Fig. 3. Phosphatidic acid synthesis by synthesizing acetyl-CoA or/and malonyl-CoA.

a An SDS-PAGE image of the purified acetyl-CoA carboxylase DA (AccDA), acetyl-CoA carboxylase BC (AccBC), and acetyl-CoA synthase (ACS). The positions of molecular size are described on the left side of the gel image. The purified enzymes were introduced into the cell-free system synthesizing acyltransferases and fatty acids. b Phosphatidic acid synthesis through the synthesis of acetyl-CoA by ACS. The reaction was initiated by the addition of CoA and various concentrations of malonyl-CoA. c Phosphatidic acid synthesis through the synthesis of malonyl-CoA by AccABCD. The reaction was initiated by the addition of various concentrations of acetyl-Co, which was converted to malonyl-CoA or directly consumed as the substrate of FA. d Phosphatidic acid synthesis through the synthesis of acetyl-CoA and malonyl-CoA by the addition of ACS and AccABCD. The reactions were initiated by the addition of various concentrations of CoA. Each dot on the graphs represents individual experimental data. Error bars indicate the standard deviation of at least triplicate measurements. FA fatty acid, PA phosphatidic acid, Ace-CoA acetyl-CoA, Mal-CoA malonyl-CoA.
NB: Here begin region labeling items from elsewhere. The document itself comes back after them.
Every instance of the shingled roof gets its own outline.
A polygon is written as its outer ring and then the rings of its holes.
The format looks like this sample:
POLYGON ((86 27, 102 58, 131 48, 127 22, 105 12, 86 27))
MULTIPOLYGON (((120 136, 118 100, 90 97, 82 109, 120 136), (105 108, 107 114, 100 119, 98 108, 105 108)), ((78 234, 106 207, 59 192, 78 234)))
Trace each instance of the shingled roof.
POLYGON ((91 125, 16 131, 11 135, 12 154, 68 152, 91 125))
Fig. 4. Phospholipid synthesis inside artificial cells.

a Schematic of the phospholipid-synthesizing artificial cell. GFP-Spo was added to the exterior of the cells to visualize the synthesized PA at the membrane. b Confocal microscopy images of the artificial cells treated with GFP-Spo after the lipid synthesis reaction. The artificial cells missing CoA, DNA, or NADPH were also tested for the controls. Wide-filed images of the artificial cells are shown in (Figs. S18). CoA coenzyme A, Ace-CoA acetyl-CoA, Mal-CoA malonyl-CoA, Mal-ACP malonyl-ACP, ACP acyl-carrier protein, G3P glycerol-3-phosphate, LPA lysophosphatidic acid, PA phosphatidic acid.